I got in and he turned to me and started yelling. Though his English was bad, I could understand him saying, “Don’t you know where you live?”

“You’re not going to blame me for this,” I said, “I’ve been in the right place all the time. Now, we need to turn around.”

So he gunned the car and went into the next intersection and made a dangerous u-turn, recklessly close to an oncoming car.

“Okay, stop,” I said, “I’m not riding with you.”

He pulled over and I got out. He kept trying to get me to get back in, obviously not wanting to lose the fare (after more than an hour) but I wasn’t getting back in with him. I called for another car and got to work about two hours late.

But one of my favorite cab stories happened just last weekend. It was early Saturday morning and I was going to work. I had called for a car. It was raining when I went out and I didn’t see the car. I went out into the street and looked up the block and I could see a black car sitting about a block up the street. I knew it was mine because what are the odds that someone else on my little block would have a car coming that early on a Saturday morning?

I waved for him but he didn’t budge. So I gave in and walked up the block to him.

“What address do you have?”

“Number 70.” He said confidently.

“Then why did you stop outside of number 58?”

“Oh, sorry sir, GPS tell me I reach my destination.”

You can’t really argue with that, can you?

To be fair, I’ve met some amazing cabbies.
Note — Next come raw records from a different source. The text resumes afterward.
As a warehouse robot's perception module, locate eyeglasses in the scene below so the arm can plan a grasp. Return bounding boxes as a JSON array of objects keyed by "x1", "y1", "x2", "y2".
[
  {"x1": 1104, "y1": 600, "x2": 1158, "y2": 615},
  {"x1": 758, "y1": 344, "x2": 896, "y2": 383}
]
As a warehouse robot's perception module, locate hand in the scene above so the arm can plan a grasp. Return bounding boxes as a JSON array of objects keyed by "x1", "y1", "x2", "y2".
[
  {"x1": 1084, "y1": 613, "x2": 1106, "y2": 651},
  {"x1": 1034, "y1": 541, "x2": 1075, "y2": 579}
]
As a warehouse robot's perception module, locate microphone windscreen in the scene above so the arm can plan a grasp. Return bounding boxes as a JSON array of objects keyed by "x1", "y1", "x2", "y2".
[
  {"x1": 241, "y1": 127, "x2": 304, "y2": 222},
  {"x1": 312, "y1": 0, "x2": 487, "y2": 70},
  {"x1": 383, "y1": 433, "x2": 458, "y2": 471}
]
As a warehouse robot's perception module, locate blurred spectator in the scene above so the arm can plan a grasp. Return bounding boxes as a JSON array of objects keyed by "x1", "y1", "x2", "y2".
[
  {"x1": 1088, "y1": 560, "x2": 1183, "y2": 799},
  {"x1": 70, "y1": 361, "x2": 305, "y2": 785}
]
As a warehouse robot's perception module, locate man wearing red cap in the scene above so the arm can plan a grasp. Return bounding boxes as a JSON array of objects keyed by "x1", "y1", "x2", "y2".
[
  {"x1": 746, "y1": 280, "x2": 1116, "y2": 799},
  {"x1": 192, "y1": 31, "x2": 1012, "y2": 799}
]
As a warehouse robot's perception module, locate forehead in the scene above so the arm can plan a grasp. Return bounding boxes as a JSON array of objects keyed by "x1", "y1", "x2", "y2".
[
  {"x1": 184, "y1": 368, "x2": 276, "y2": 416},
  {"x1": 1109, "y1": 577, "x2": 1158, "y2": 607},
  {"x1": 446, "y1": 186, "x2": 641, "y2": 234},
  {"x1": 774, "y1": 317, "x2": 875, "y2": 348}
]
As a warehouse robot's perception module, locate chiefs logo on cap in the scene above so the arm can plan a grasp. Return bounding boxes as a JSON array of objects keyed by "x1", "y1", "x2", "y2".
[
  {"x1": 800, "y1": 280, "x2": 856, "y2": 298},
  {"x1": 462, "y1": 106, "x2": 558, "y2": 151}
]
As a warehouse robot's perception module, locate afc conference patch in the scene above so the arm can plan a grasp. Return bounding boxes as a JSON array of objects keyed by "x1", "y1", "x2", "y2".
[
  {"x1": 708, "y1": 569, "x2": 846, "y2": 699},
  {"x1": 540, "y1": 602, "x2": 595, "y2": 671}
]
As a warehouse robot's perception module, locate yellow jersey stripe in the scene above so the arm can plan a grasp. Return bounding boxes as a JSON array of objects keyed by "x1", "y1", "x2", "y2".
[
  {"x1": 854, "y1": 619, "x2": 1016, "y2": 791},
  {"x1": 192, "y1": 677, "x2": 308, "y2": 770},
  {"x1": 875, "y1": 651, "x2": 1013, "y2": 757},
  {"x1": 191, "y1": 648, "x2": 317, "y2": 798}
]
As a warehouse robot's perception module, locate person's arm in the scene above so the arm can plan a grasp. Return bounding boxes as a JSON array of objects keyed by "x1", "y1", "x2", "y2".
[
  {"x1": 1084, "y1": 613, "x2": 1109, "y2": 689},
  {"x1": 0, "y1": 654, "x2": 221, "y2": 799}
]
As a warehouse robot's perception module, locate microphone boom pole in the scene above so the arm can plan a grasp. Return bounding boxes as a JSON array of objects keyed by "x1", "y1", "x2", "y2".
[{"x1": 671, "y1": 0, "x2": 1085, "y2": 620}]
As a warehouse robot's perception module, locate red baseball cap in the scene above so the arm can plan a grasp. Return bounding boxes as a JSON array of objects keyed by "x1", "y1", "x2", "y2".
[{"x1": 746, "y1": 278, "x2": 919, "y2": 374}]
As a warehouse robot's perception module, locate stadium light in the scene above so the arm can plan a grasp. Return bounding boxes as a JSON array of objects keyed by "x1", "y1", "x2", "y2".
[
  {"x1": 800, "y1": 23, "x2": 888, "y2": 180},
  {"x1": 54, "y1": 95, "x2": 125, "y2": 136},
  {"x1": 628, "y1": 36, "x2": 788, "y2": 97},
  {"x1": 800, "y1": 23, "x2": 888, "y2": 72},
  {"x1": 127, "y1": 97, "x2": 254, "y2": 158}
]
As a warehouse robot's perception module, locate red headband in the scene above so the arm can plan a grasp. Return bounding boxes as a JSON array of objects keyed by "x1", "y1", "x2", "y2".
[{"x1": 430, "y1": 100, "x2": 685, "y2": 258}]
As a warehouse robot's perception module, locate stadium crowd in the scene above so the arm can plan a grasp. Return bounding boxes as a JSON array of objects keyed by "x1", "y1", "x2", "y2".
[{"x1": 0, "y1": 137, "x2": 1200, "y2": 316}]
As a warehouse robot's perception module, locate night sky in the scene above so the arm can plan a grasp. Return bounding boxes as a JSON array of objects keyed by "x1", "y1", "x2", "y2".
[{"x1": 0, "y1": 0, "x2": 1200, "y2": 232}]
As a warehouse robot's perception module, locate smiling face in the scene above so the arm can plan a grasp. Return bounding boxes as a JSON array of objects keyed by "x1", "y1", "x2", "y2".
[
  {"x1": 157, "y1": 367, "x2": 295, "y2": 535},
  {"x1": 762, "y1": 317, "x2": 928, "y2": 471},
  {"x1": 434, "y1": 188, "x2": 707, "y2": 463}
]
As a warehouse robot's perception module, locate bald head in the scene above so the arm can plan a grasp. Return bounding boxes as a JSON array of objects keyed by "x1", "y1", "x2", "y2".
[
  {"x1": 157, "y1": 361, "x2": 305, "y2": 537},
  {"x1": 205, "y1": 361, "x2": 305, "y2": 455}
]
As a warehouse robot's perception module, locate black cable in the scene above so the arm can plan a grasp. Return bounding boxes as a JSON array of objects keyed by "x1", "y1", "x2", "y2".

I’ve met men who were doctors, lawyers, architects and molecular biologists in their birth countries but they can make a better life for their families as cabbies in New York City. I even met one man who told me he gave up a multi-million dollar grant in nuclear physics at a university and became a cabbie. I believe him.

Just last week a driver who took me home looked like he came straight out of the mountains of Pakistan. He looked like a Pakistani country bumpkin. But he emigrated to Spain in 1973, lived there and learned fluent Spanish, then came to American 15 years later and learned to speak very good English too.